Some of you may remember Fr. John Barth
  • John and I lived together on Street 308, in an old wooden house, on the second floor
  • There was a lady who came with the house who washed clothes and did some light house keeping

She had an obsession with things being out in the sun
  • This was to kill the germs
  • This was when I first arrived in Cambodia and didn't know much language, but I got the idea this was to kill germs

I would take two or three showers a day and I would walk out of the shower and reach for the towel
  • It was gone
  • I would look out the window and my towel was downstairs, out on the line, to kill the germs

I would talk with her and try to explain
  • That I would really rather have the towel, even with the germs
  • As it was, while still wet, I had to put on my clothes, go get the towel, come back, dry off, and get dressed again

Also we had one knife in the house
  • In the morning I would use it to butter my toast
  • When I came home for lunch and wanted to use it for my peanut butter and jelly sandwich, THE knife would be gone
  • I would look out the window and down on the ground there was a basket with all the silverware in it, setting in the sun, killing germs

It was just a different mentality
  • Her ideas and expectations were just different from what I was looking for

In a lot of ways, religion is about a mentality
  • Trying to be in tune with the mind of God

That's the point of the gospel reading today
  • Actually the point of all the readings
  • This is one of those rare weekends when all three readings seemed focused on a common theme
  • The first and third always have a common link but often the second reading has a different focus

And today the three readings emphasize the mentality of Jesus
  • In the gospel, Jesus was reacting to a personal attack
  • People came up to him and said "How can you eat with these people? Why are you doing this?"
  • "It's not correct, it's not proper according to the Mosaic Law."

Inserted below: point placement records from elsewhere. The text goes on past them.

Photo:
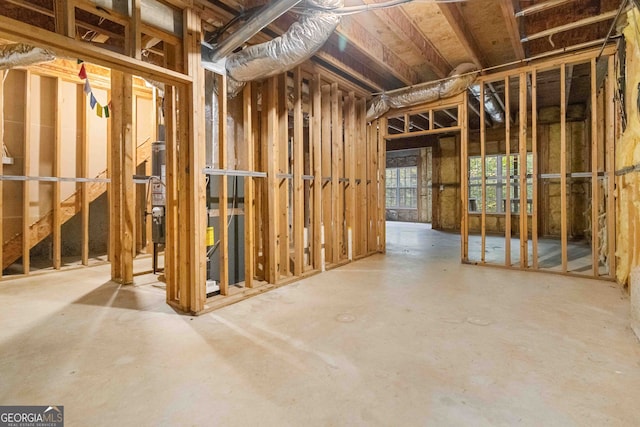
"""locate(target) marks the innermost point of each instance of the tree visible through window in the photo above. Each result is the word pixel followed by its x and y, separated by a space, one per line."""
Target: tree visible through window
pixel 497 175
pixel 402 187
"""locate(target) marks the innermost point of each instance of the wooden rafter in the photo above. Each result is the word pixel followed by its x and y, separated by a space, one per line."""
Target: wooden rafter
pixel 572 25
pixel 360 37
pixel 537 8
pixel 406 29
pixel 509 15
pixel 451 11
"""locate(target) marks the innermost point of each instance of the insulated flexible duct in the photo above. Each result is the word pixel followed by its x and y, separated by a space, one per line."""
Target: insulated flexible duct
pixel 292 48
pixel 20 54
pixel 458 81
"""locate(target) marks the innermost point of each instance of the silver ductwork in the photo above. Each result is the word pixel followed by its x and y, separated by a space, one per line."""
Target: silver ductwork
pixel 459 79
pixel 20 54
pixel 281 54
pixel 490 103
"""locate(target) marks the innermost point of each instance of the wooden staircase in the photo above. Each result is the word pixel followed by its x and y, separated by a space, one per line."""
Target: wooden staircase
pixel 43 227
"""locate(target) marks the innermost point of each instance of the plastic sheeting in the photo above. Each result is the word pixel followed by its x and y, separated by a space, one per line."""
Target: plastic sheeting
pixel 460 78
pixel 20 54
pixel 292 48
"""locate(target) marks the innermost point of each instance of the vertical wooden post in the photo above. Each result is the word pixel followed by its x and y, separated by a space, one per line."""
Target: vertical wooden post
pixel 327 200
pixel 171 251
pixel 336 174
pixel 249 207
pixel 534 149
pixel 2 75
pixel 84 171
pixel 563 165
pixel 595 196
pixel 610 166
pixel 298 171
pixel 270 103
pixel 350 163
pixel 317 170
pixel 283 168
pixel 65 17
pixel 464 178
pixel 26 229
pixel 382 171
pixel 483 182
pixel 524 227
pixel 223 191
pixel 122 208
pixel 56 235
pixel 507 196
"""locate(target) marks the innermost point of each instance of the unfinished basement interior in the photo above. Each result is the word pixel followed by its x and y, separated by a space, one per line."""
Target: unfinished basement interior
pixel 320 212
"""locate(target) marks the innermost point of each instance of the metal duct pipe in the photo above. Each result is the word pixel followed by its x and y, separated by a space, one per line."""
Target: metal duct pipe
pixel 283 53
pixel 459 80
pixel 263 17
pixel 20 54
pixel 490 104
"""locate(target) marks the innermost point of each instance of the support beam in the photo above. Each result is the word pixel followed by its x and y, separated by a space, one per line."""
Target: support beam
pixel 513 31
pixel 572 25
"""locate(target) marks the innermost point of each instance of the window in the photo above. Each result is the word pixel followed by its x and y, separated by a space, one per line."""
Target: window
pixel 402 188
pixel 498 174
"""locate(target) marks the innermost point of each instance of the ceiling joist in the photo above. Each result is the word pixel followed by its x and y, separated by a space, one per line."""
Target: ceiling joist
pixel 572 25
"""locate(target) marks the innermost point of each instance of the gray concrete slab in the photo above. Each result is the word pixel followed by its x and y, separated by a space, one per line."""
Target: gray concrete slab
pixel 410 338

Jesus takes the opportunity to give these three little parables. He says:
  • Let me tell you what God is like.

The implication:
  • You have the wrong idea of God
  • Your mentality and God's mentality are very, very different
  • Let me try to show you what God is really like

And so he told these three stories about compassion

In the first story he has one sheep that wanders away and the shepherd leaves the 99 others

A few years ago I had the opportunity to take a sabbatical, and about ten days of it were in the Holy Land
  • We had the opportunity to see and talk to real shepherds there
  • We were all priests and were all curious
  • We asked the shepherd if he would leave 99 in the desert
  • "Heck, no!" was the response

I remember, too, when I was a kid and I would hear this gospel
  • In the United States, the translation that was used then and the priest preaching would speak of the coin as a dime
  • In United States money that is a small coin worth about ten cents, about 500 riel¹

I used to think: What's wrong with that lady?
  • The story says she sweeps the whole house, she's so diligent to find a dime
  • And I would think, Why?

But then I remember getting to that parable in a scripture class years later and the professor explained
  • That's the whole point
  • One sheep isn't worth risking the others
  • One dime isn't worth worrying about

But God worries about them
  • God goes after what is not very valuable in our mentality because it is very valuable in the eyes of God

That concern of God becomes even more poignant in the story of the Lost Son
  • The sheep and the coin didn't do anything wrong
  • The Lost Son did
  • But God offers the same welcome, the same compassion, is just as diligent in the search for that son

A calculating person would say it's not worth the risk to leave 99 in the desert
  • A calculating person would say it's not worth the effort to find that ten cents
  • The calculating person would say, this son who came back, he's not worth throwing a party for

But that's exactly the point
  • God is not calculating
  • God acts with the utmost love and compassion

God doesn't judge whether a person is worthy of compassion
  • Instead God demonstrates, God gives an example that love and compassion are not earned but freely given

Got makes that point very, very strongly in all three of those parables

In our way of thinking, it doesn't make any sense
  • But in God's way of thinking it makes a lot of sense
  • No one of us is insignificant to God
  • Each one of us is important, each one of us counts

In many Western cultures--I can speak for the United States--our training is to be calculating
  • We want to give people what they deserve
  • Part of that is a strong emphasis on human rights
  • The Americans with Disabilities Act was passed with the idea of giving people with disabilities what they deserve
  • That's a strong dynamic in some Western cultures

Again, it's the idea of a mentality

We work on the idea of promotions, rewards, bonuses
  • We look to be cost effective
  • What deserves to be done in this situation?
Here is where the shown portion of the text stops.